When the discussion regarding the squatting ban started in 2003, Pruijt was called by the ANP (national press agency). “I was shocked. Mostly, because a topic I was writing about could possibly be banned.”

As soon as Pruijt had recovered from the initial shock, he discovered that he had become the Netherlands’ squatting specialist. All journalists called him if they wanted to know about squatting. “It led to appearances on the radio, participation in the TV programme Uitgesproken VARA and all kinds of articles in newspapers, including even The Guardian. “And I’m actually really publicity-shy. I have never had any media training and I come across badly.
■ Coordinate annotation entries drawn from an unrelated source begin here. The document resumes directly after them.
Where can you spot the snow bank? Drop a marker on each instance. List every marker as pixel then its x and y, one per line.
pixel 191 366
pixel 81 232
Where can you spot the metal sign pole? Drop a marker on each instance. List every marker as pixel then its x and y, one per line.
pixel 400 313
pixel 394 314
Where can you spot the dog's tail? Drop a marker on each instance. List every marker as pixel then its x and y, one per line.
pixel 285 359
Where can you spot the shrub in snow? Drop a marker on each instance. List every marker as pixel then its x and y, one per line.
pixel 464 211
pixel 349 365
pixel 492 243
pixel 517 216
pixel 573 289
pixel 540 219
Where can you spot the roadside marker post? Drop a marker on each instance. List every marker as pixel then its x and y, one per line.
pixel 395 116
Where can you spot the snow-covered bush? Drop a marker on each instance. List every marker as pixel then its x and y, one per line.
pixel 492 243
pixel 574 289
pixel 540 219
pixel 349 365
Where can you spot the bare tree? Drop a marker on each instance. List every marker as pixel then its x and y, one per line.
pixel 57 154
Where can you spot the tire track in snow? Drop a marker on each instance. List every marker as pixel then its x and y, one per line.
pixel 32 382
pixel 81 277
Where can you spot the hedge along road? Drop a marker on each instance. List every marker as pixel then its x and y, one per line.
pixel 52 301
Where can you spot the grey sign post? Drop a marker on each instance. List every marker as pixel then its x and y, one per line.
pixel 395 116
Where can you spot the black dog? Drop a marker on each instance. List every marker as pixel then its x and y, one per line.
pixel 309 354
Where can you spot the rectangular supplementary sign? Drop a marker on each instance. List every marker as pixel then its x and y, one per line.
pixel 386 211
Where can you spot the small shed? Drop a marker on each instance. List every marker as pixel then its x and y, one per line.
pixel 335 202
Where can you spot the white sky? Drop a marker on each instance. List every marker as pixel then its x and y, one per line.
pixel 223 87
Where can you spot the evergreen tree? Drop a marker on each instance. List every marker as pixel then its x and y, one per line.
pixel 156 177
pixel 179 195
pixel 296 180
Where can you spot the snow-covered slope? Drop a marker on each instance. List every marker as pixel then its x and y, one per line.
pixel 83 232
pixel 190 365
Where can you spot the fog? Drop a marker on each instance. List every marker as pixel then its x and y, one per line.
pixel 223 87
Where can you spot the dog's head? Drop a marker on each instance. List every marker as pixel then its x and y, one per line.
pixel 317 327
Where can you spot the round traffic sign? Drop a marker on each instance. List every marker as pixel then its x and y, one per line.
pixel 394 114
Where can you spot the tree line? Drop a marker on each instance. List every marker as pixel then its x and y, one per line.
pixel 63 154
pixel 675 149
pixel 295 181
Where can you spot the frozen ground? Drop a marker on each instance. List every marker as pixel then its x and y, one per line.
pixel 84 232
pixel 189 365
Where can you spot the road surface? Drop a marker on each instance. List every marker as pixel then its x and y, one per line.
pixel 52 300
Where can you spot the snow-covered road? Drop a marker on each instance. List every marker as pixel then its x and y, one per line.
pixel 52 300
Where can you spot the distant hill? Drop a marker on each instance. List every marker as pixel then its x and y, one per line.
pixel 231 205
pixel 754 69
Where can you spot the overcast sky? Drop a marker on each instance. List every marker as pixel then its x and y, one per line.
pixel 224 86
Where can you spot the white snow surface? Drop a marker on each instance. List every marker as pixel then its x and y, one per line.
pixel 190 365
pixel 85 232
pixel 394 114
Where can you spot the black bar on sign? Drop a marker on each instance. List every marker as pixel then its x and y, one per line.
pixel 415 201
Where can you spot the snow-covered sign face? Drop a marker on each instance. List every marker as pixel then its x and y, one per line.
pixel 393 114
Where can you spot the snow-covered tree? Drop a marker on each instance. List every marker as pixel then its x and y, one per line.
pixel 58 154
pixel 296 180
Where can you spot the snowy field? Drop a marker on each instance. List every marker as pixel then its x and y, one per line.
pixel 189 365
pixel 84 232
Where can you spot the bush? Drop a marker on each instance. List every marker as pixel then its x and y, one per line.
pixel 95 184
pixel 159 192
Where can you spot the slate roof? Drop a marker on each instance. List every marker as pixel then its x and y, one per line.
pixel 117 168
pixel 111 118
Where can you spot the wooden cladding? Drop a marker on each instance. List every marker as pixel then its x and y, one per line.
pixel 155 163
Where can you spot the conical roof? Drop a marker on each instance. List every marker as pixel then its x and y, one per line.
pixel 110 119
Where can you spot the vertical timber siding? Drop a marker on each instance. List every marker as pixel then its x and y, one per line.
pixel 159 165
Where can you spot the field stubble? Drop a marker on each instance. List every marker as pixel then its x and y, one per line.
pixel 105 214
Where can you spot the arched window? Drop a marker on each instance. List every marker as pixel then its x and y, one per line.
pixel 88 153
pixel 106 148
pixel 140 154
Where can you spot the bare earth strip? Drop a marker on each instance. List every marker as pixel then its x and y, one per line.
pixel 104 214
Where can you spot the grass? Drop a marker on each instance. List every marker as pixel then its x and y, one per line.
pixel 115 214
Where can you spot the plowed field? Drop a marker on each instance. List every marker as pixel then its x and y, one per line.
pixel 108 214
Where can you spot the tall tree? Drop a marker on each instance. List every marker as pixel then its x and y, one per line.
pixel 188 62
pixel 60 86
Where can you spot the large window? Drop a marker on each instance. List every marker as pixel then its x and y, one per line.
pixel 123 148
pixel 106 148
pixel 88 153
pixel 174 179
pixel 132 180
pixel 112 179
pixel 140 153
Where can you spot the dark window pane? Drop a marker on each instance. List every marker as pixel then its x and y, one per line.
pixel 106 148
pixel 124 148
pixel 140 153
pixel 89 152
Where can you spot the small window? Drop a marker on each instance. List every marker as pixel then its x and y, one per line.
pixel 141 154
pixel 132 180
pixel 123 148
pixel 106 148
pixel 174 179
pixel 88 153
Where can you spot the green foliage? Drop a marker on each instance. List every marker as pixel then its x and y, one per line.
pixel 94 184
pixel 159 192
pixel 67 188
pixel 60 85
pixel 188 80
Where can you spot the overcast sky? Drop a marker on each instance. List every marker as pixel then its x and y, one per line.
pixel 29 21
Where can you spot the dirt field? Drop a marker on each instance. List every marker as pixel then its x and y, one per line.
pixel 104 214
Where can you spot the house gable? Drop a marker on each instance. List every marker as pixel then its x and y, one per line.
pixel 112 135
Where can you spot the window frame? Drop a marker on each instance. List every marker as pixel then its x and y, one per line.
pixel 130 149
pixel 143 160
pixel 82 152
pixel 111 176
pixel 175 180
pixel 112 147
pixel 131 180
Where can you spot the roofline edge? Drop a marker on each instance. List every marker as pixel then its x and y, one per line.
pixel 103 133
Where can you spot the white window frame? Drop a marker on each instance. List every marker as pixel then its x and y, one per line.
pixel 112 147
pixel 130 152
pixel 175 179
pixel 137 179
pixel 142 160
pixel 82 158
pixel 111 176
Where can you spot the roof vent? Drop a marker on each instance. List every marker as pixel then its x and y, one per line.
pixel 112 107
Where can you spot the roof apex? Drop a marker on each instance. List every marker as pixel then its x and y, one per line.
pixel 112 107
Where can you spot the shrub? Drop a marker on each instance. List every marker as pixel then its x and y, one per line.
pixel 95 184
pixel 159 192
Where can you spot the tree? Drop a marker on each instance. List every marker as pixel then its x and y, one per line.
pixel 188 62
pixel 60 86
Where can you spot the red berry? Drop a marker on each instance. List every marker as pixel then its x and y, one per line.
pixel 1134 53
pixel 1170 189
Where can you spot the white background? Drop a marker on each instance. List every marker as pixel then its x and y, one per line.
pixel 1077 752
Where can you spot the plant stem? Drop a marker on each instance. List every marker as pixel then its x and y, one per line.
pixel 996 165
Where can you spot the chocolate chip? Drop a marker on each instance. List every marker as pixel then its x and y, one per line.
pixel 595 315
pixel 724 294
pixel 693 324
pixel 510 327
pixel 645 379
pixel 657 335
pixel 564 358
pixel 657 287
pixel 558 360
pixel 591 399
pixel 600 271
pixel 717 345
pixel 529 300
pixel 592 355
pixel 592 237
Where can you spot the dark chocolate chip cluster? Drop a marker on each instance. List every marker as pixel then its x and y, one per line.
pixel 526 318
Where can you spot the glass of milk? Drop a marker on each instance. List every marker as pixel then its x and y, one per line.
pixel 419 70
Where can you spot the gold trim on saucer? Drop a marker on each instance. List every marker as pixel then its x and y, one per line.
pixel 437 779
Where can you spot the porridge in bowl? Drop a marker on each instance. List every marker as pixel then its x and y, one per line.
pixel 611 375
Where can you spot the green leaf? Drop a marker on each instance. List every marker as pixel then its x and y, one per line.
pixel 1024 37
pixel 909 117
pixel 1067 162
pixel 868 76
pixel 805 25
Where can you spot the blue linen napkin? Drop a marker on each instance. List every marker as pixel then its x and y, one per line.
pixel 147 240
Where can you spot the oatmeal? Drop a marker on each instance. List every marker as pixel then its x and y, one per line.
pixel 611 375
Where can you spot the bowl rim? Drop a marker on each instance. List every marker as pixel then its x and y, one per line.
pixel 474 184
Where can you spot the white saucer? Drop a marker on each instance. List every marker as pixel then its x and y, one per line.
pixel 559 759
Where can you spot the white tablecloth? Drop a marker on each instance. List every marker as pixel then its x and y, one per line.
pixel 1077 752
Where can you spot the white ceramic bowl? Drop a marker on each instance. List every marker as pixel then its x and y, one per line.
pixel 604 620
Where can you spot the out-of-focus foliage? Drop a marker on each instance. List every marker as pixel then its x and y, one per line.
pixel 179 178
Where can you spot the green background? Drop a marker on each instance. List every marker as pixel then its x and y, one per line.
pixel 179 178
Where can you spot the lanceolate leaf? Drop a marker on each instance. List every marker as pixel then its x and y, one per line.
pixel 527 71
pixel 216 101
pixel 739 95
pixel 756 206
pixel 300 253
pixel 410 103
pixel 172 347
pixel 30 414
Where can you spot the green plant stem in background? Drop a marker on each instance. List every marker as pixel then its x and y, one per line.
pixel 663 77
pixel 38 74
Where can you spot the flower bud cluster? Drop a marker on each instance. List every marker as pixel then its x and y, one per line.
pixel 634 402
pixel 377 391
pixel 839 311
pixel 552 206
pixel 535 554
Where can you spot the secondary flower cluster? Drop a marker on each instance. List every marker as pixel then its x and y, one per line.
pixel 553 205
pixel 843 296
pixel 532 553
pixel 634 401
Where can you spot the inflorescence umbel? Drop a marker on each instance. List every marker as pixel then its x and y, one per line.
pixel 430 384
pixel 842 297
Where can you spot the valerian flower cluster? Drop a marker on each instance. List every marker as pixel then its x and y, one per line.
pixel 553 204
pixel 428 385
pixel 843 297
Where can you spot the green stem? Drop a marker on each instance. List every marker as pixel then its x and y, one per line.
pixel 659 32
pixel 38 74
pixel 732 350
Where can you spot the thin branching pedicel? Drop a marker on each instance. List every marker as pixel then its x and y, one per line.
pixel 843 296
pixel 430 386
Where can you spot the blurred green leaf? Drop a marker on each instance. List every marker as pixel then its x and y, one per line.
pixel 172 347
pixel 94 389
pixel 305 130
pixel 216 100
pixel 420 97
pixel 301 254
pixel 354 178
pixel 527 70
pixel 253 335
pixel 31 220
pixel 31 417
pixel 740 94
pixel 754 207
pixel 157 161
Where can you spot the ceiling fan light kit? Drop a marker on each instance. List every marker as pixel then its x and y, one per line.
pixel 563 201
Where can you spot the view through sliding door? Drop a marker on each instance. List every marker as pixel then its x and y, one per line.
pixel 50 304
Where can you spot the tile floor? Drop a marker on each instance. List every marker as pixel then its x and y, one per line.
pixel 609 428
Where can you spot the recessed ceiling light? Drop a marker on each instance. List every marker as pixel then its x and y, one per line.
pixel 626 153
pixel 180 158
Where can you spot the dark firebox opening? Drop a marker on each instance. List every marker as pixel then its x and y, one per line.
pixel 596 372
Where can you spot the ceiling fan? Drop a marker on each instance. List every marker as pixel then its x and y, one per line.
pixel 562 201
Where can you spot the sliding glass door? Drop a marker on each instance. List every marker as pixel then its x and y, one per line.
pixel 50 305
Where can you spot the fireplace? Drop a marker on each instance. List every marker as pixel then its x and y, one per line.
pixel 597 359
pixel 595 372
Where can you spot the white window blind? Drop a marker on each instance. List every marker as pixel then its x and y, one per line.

Even though I found it important, it really wasn’t something I wanted. The funny thing was that when the inspection committee came to measure our department’s media impact, I was the only one who had achieved any attention from foreign media with a sociological topic.”

Artists and Roma

Pruijt visits congresses from the Squatting Europe Kollective (SQEK) every year, a European network of researchers studying squatting. “These are held in a different squat every year. We’ve been to Barcelona, Rome, Madrid, Copenhagen, Amsterdam and Rotterdam. We’re also always taken on tours of special squats in the city. That’s usually the high point.”

The Metropoliz in Rome made a lasting impression. “It’s a former salami factory where artists live. There’s also a really trendy café there. When another part of the factory was demolished, the Roma families living there had to move in with the artists. This proved a fantastic arrangement: the Roma women cook in the café, the men have a metal sorting area. And the artists and the Roma, they all get on really well.”

Squatting will never end

Squatting in the Netherlands appears to have reached its peak in the 1980s, but it will never end, said Pruijt. “There will always be empty buildings and a housing shortage. So there will always be squatting. It still happens a lot in countries such as Spain and Italy. And for a researcher, there is always an interesting story behind it.”